New South Wales - Colonial period: 1858-1900.
Lines in the north-east region.

The north-east region of New South Wales is defined in this site as being bounded by the region east of the first telegraphic line to Queensland and down to the Sydney-Parramatta line.

The map of the region below shows the main telegraph lines and the telegraph offices opened to about the mid-1880s. The lower part of the map joins to the south-east region while the left side of the map joins to the north-central region which extends to Bourke. For reference, some lines and telegraph offices from the north-central region have been added.

The colours used for the telegraph lines on the map indicate the broad time periods with details of developments provided below:


North east

To 1862:

Prior to the construction of the first line to Queensland in 1861, the basis of the NSW telegraph routes were established.

On 21 February 1859 the Department of Lands and Public Works advertised in the Government Gazette (p.423) for:

"tenders for the supply of material (wire excepted) and for the workmanship necessary for the erection of a line of Electric Telegraph from a pint on or near the Blacktown Road to Windsor and thence to Wiseman's Ferry, Wollombi, West Maitland, Maitland and Newcastle ... the Government supplying the telegraph and binding wire in Sydney". 

This contract, and another advertised simultaneously for the line to Bathurst,

"had to be completed, and the works handed over to the Government within six months from the notification of the acceptance of the Tender, time being considered of the essence of the contract".

Telegraph offices were established at Wollombi and Morpeth in 1860 as part of the need to connect to Newcastle in the same year. At that time, Morpeth was an important river port for the export of coal and timber.

After the first line to Queensland had been completed, a new line from Glen Innes to Grafton on the coast was constructed. Grafton had been established in 1851 and was the centre for a timber industry exporting to a variety of markets.

The telegraph line from Grafton was not without its problems - the Sydney Morning Herald reporting on 19 April 1862 that " The works on the Grafton and Tenterfield telegraph line have lately been brought to a stand-still through the "sudden disappearance" of the sub-contractor. They were to be resumed so soon as the men could have an interview with the contractor, Mr. Faviell.

The Grafton Telegraph Office was opened in late 1862.



During the next 10 years, Uralla was added to the main line and extensions were constructed to Tamworth and Inverell.
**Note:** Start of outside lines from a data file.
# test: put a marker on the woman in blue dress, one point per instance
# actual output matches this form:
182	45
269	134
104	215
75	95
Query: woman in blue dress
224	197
Perhaps the main extension was that from Port Macquarie to Armidale. On 28 June 1869, the Macleay Herald published the following details:

Believing that our readers would be interested by having a few particulars respecting the telegraph line placed before them, we have pleasure in making the following remarks.

The whole length of the line, from Port Macquarie to the  office in Armidale, is 125 miles and 17 chains. It measures 28 miles from Port Macquarie to Kempsey.

It was commenced by Mr. Edmondson, the contractor, about the 16th of August in last year, and finished about the 16th of May, 1869. The line crosses the main line of road in several places, and at others diverges a considerable distance from it. In carrying the line up Jogla Hill — a distance of four miles — great difficulty was experienced, but the greatest task of all was the sinking of the post-holes from Woolimombie to Mr. Hargreaves' station — the holes having to be blasted out of bluestone.

Two masts have to be erected at the Hastings river, and one at the Macleay, to make the line complete. These will carry the line at a sufficient height to allow vessels to pass under it. Mr. Rutherford, who we understand is working for the Government, is erecting the masts, and expects in the course of a few days to have those at the Hastings finished.

Mr. Walker, the Assistant Superintendent of Telegraphs, passed through Kempsey on Wednesday last, in company with Mr. McLerie, having left Armidale the previous Friday and followed the line all the way down, for the purpose of inspecting it. Mr. Edmondson carried out his contract under the official superintendence of Mr. Scott, who was assisted by Mr. McLerie.

In a few weeks it is expected the line will be opened for communication. Mr. Walker, the Superintendent of  Telegraphs, has visited  Port Macquarie and taken a house in Clarence Street, belonging to Mr. Cavenah, as an office. The instruments have arrived and will be shortly set up. It is understood that a gentleman from Yass has received the appointment of operator.


1873 onwards:

After 1873, construction slowly extended lines all along the coastal side on the Great Divide:

The planning of these lines was influenced by the agricultural and dairy industries which were developing along the coastal regions. The new lines also slowly developed into an additional line from Queensland to Sydney to support the main line through Armidale and Tenterfield.